How do I know if my Stata file needs unicode translate?

330 Views Asked by At

I suspect I do not quite grasp the difference between extended ASCII and unicode and what they mean to Stata, therefore I am not able to determine if I need to use unicode translate on my Stata files or not. The files contain a lot of text with Nordic characters such as å, ä, ö that I need to analyse, so this is potentially important.

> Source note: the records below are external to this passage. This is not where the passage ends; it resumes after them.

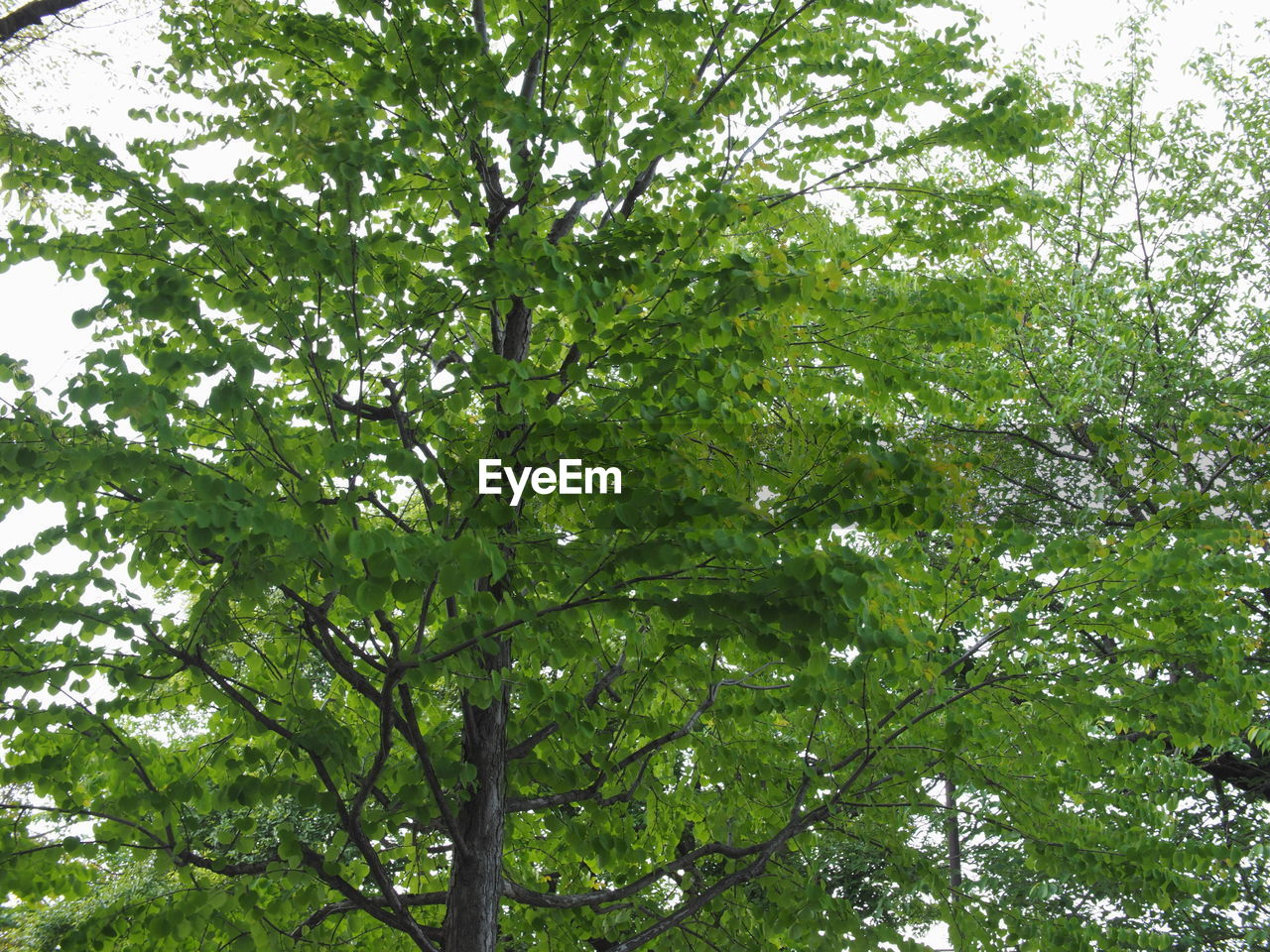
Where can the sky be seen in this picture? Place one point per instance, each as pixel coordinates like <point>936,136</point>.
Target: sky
<point>60,86</point>
<point>1074,36</point>
<point>73,90</point>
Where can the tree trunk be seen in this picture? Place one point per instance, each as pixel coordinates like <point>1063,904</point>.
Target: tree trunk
<point>476,874</point>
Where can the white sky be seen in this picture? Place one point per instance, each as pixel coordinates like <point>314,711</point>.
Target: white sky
<point>72,90</point>
<point>60,86</point>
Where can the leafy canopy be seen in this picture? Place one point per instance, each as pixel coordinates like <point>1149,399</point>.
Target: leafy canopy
<point>317,689</point>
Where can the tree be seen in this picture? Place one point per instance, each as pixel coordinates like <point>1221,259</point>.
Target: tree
<point>313,687</point>
<point>1142,390</point>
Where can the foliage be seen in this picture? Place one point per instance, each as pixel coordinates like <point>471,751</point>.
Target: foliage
<point>307,673</point>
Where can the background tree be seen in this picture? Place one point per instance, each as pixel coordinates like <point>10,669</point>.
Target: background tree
<point>339,697</point>
<point>1139,361</point>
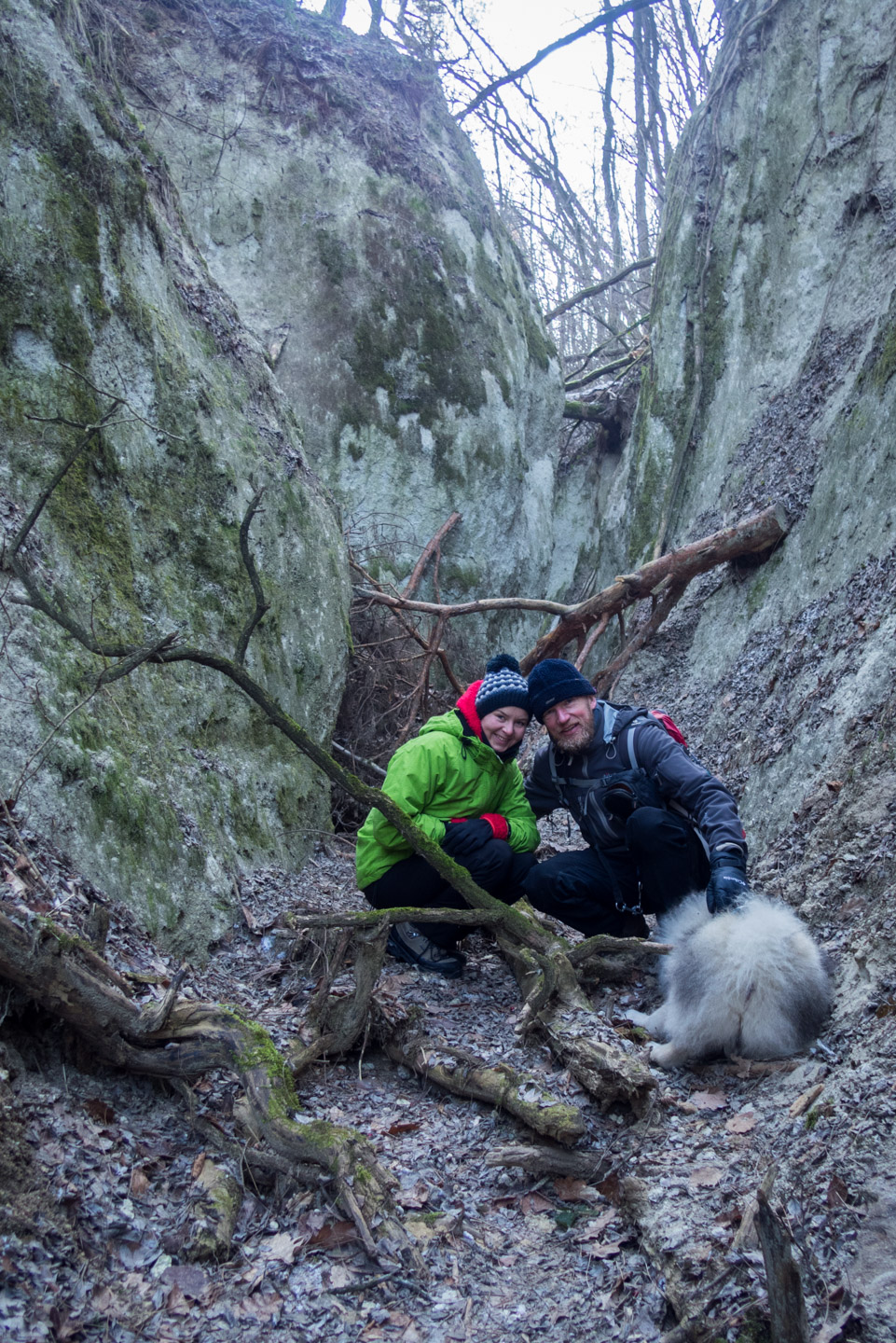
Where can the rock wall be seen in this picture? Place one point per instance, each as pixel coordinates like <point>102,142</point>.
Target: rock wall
<point>165,784</point>
<point>771,381</point>
<point>335,199</point>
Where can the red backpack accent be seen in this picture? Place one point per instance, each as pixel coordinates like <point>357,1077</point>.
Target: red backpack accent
<point>672,728</point>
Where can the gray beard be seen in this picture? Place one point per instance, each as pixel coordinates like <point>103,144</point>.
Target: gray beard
<point>579,747</point>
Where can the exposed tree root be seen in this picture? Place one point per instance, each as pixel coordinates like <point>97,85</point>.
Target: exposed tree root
<point>555,1002</point>
<point>552,1160</point>
<point>54,970</point>
<point>462,1073</point>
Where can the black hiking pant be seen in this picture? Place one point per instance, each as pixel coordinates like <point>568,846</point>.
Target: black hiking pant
<point>494,866</point>
<point>597,893</point>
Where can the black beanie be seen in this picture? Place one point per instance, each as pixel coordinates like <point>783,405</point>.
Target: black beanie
<point>503,686</point>
<point>554,681</point>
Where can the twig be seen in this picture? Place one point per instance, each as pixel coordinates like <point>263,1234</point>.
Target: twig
<point>429,551</point>
<point>350,755</point>
<point>593,290</point>
<point>261,604</point>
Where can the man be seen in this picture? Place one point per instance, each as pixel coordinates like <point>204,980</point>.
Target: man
<point>657,824</point>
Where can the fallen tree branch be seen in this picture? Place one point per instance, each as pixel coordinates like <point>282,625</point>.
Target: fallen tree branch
<point>606,680</point>
<point>759,532</point>
<point>512,76</point>
<point>461,1073</point>
<point>552,1160</point>
<point>198,1038</point>
<point>593,290</point>
<point>591,411</point>
<point>429,551</point>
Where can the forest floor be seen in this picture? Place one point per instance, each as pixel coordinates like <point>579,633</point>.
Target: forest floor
<point>100,1171</point>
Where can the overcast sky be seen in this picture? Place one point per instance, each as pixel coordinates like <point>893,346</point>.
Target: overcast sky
<point>563,82</point>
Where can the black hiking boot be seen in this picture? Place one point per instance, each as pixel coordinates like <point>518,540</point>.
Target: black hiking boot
<point>407,943</point>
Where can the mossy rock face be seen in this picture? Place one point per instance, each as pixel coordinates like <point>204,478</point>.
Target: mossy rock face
<point>167,784</point>
<point>771,381</point>
<point>348,218</point>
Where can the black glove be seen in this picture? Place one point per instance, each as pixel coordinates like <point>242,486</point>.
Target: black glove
<point>465,837</point>
<point>728,887</point>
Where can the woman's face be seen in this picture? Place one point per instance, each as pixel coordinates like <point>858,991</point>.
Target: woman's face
<point>504,728</point>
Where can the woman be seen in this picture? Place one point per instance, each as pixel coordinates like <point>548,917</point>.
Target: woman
<point>460,782</point>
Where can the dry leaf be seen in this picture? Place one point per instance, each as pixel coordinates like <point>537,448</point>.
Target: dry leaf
<point>139,1182</point>
<point>606,1251</point>
<point>417,1197</point>
<point>597,1225</point>
<point>742,1123</point>
<point>804,1101</point>
<point>188,1279</point>
<point>706,1177</point>
<point>569,1189</point>
<point>710,1101</point>
<point>281,1248</point>
<point>837,1193</point>
<point>332,1236</point>
<point>536,1203</point>
<point>100,1111</point>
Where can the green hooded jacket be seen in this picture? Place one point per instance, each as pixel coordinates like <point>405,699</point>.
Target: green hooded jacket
<point>441,775</point>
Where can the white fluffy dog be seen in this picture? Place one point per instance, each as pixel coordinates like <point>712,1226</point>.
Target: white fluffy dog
<point>750,983</point>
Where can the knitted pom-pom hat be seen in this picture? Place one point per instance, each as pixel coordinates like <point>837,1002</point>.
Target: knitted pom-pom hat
<point>503,686</point>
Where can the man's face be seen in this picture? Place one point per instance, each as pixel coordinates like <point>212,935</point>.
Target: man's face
<point>572,724</point>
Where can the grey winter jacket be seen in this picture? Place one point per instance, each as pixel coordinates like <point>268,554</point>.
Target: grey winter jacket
<point>684,784</point>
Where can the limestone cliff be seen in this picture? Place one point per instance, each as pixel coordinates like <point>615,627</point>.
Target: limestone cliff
<point>771,379</point>
<point>165,784</point>
<point>338,203</point>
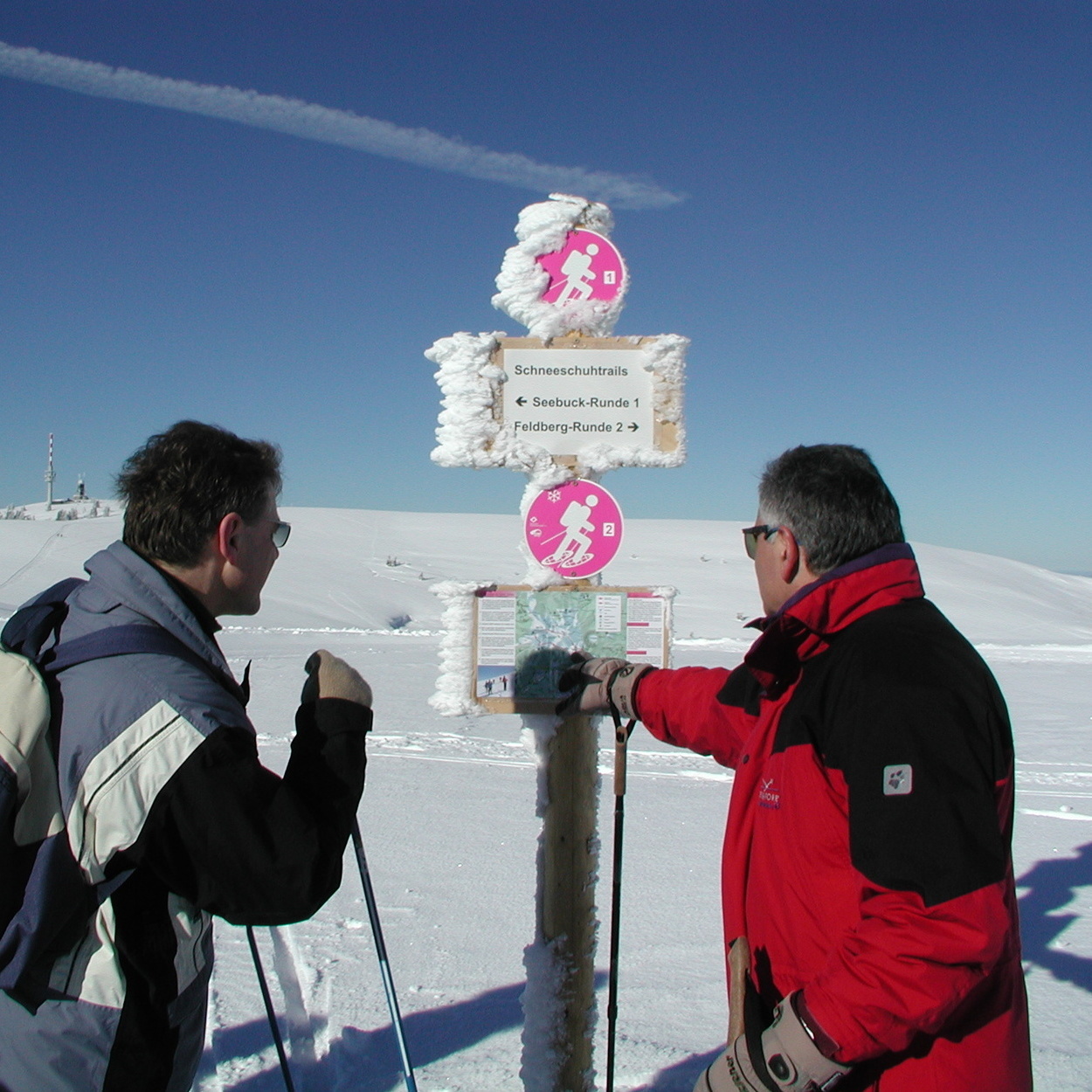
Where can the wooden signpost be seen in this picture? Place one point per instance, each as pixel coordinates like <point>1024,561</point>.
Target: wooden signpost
<point>564,404</point>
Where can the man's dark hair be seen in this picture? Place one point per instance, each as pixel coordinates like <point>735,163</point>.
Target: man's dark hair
<point>182,483</point>
<point>833,498</point>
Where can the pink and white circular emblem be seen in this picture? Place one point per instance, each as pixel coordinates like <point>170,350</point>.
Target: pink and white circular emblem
<point>573,529</point>
<point>588,266</point>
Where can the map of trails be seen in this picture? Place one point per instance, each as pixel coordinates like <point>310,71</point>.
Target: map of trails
<point>525,638</point>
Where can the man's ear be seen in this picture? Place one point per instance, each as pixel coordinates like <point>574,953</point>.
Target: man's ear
<point>227,541</point>
<point>791,557</point>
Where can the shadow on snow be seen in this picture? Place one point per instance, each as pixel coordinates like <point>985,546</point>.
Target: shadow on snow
<point>368,1061</point>
<point>1053,885</point>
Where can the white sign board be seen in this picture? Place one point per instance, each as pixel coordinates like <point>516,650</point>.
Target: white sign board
<point>563,398</point>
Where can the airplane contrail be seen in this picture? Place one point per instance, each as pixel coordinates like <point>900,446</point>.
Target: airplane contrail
<point>293,116</point>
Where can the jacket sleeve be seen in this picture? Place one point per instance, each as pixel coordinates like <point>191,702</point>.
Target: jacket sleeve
<point>927,770</point>
<point>238,841</point>
<point>699,708</point>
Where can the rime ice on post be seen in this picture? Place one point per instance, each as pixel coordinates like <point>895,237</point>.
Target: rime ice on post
<point>564,404</point>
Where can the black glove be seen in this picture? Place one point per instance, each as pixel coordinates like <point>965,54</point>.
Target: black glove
<point>781,1058</point>
<point>598,684</point>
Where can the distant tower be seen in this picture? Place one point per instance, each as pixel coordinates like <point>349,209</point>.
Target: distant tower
<point>49,476</point>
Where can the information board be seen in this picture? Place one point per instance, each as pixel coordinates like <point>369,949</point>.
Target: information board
<point>523,639</point>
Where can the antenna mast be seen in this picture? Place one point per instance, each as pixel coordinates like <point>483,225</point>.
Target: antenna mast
<point>49,476</point>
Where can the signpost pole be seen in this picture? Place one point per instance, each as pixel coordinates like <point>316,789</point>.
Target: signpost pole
<point>567,911</point>
<point>567,396</point>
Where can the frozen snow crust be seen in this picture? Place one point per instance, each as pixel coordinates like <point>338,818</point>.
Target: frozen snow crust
<point>470,435</point>
<point>521,282</point>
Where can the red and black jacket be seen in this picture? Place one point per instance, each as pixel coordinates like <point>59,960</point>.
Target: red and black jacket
<point>867,854</point>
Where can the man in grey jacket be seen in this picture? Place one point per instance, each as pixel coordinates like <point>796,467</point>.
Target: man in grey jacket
<point>169,816</point>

Using the browse mode, the text contained in the string variables in the original file looks fine to me (e.g. "myös"). But running unicode analyze suggests using unicode translate. However, if I do unicode translate (using encoding that allows for Nordic characters which are important in my data), in browse mode the text looks all wrong, displaying weird characters in places of å, ä and ö (e.g. "myäs" instead of "myös").

How I even ran into this issue is that someone had translated the data, and the text was messed up. I eventually found out by unicode restore that the original looks fine. But I do not understand why that someone wanted to translate it in the first place, if it was fine already.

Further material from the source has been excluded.